You doing some sort of nat reflection with source natting?

brookheather

@johnpoz The 192.168.1.10 IP is my Windows 10 server running the Wireshark logging plus Plex and other media services. The pfSense router is on 192.168.1.254. There is no bridge setup - not sure what "nat reflection with source natting" means? The setup is pretty vanilla - an FTTP ONT connected to a pfSense router which is connected to a Netgear managed gigabit switch which has three Asus wireless access points attached - each of which has multiple other wired devices attached.

Are you saying the flood of TCP Retransmission packets is actually coming from the external IP address? I have an external ping running every second to my WAN port and it shows no sign of any increased internet traffic when the flooding is happening - the latency remains low - if there was a flood of packets that saturated my download then I would expect to see an uptick in the latency of the pings.

ts_itops

Hi, did u guys find a solution for this? We have the same problem with Aruba APs and randomly when some clients disconnect after 10 minutes the network gets flooded with tcp retransmissions, we already have different vlans. Network architecture is juniper

brookheather

@ts_itops Reducing the ARP table timeout from 20 minutes to 5 minutes fixed it for me - I have since changed my setup to Unifi switches and wireless access points but haven't bothered to retest with the default ARP timeout. Have you tried a 5 minute ARP timeout?

ts_itops

@brookheather Its already at 5 minutes in our configuration, but we will try to reduce it further, this is a huge problem here at the moment and were searching for days for a solution

johnpoz

@ts_itops If you have something on your network that really wants to talk to 192.168.1.100 for example, and its mac changes to something else.. Then yeah that could cause a lot of traffic to the wrong mac.

But normally IPs and mac combo's don't change very often.. The only thing lowering the arp table cache from 20 to 5 minutes would do would be point IP X to whatever the new mac is a bit faster.
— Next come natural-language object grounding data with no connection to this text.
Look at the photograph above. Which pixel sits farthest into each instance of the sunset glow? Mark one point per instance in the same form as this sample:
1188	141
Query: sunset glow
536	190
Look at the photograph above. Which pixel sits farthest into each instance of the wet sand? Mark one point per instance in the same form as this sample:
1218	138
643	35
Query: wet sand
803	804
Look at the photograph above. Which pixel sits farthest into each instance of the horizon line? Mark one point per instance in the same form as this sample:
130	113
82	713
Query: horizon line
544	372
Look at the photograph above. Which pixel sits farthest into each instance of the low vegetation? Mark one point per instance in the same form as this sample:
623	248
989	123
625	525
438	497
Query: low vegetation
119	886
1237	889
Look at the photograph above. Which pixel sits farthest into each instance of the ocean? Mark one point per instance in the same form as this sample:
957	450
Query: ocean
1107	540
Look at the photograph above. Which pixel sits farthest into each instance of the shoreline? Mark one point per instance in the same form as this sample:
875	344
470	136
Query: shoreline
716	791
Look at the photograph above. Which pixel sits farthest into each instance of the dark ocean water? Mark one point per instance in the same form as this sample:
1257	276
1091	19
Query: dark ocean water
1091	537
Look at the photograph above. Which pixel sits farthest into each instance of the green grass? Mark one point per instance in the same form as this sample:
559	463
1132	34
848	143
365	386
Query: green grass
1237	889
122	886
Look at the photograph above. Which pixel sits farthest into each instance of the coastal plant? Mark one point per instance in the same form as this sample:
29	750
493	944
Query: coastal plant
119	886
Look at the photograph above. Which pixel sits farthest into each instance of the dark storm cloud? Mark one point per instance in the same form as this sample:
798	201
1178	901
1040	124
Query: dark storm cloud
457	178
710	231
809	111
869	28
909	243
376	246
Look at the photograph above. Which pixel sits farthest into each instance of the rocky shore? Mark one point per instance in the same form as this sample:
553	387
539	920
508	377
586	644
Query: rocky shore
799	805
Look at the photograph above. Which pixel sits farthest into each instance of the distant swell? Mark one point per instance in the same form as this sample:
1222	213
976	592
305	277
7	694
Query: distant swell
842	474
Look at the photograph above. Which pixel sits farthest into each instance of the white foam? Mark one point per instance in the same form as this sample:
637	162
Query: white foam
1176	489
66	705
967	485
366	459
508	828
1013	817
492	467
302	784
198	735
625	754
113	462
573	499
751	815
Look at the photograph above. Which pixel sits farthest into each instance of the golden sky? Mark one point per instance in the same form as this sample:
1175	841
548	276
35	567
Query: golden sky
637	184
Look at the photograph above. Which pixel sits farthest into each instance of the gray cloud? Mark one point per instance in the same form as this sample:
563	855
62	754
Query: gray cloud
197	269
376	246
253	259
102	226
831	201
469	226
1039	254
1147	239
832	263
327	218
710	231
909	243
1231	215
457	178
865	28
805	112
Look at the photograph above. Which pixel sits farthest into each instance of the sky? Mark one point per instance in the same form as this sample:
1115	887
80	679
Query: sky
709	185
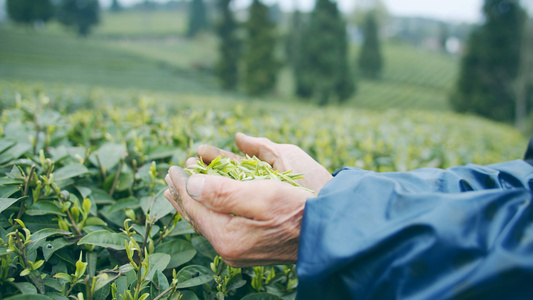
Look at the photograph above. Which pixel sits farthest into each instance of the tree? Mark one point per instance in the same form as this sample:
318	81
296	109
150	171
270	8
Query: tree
370	58
227	67
261	65
322	70
29	11
490	65
115	6
79	14
197	17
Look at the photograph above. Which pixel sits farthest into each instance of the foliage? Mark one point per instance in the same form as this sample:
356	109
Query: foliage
197	18
248	168
29	11
323	70
370	59
79	14
490	66
82	211
115	6
261	65
227	67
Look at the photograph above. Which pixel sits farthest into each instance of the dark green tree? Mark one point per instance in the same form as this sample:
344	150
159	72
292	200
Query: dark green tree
227	66
322	69
293	41
261	65
490	65
370	59
79	14
115	6
197	17
29	11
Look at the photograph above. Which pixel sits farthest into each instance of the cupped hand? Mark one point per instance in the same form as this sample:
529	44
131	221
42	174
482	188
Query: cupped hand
247	222
282	157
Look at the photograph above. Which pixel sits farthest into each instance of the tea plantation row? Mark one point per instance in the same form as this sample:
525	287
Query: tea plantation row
81	178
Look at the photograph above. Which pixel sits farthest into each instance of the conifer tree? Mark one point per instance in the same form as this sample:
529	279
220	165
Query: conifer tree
79	14
323	70
261	66
490	65
226	68
197	17
370	58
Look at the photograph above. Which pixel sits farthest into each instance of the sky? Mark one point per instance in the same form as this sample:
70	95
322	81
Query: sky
447	10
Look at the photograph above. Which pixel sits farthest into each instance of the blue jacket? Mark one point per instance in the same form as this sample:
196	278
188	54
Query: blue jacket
461	233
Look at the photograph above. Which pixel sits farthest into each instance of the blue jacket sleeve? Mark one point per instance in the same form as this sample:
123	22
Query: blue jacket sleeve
462	233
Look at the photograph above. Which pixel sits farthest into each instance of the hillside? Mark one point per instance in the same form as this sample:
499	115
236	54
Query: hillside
145	50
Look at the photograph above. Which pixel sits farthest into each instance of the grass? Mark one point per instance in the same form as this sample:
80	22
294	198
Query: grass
56	56
146	50
140	24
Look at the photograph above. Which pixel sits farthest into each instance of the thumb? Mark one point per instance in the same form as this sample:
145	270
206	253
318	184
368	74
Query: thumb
249	199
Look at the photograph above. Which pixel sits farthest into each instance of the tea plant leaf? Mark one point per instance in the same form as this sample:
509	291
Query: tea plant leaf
108	156
52	246
70	171
261	296
8	190
44	207
194	275
25	288
180	252
106	239
7	202
14	152
123	204
5	144
157	262
204	247
159	206
47	232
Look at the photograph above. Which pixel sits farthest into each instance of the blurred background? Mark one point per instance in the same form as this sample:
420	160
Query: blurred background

But normally when a device gets a new IP it would send a gratuitous arp - which should update the cache saying hey 192.168.1.100 is at mac xyz..

If the device went away, then a short mac arp table cache would prevent traffic from being sent because their would be no mac for it. But if some device on your network is sending the traffic, the arp cache timeout on pfsense would have nothing to do with that.. Devices like windows normally have a arp cache timeout of like 30 seconds only.

ts_itops

@johnpoz yeah, this makes sense. But i cannot explain how the device sends packets when it left the network. f.e. i left our campus on the evening and drove home, next day i see on our wireshark tracker that my phone sent 15 minutes after i left the building the tcp retransmission storm, this lasted for about 5 minutes then it stopped, all cpus on the switches went to 100% for the duration of the storm, but its not with every device, not even with mine all the time

johnpoz

@ts_itops so you take your phone from network X to network Y, and then on Y you see a storm of retrans still trying to talk to IP 192.168.1.100, even say when your now on 192.168.2/24 ?

Or your seeing this traffic on network X, even though your phone is no longer on the X network?

And this traffic comes from pfsense, or goes through pfsense? If it comes through or from pfsense then yeah the arp cache on pfsense would still think phone IP with mac xyz is still there and sure could continue to send traffic even if phone is no longer on the network. In such a case then sure lower arp cache time on pfsense would lower the amount of time such traffic could be sent.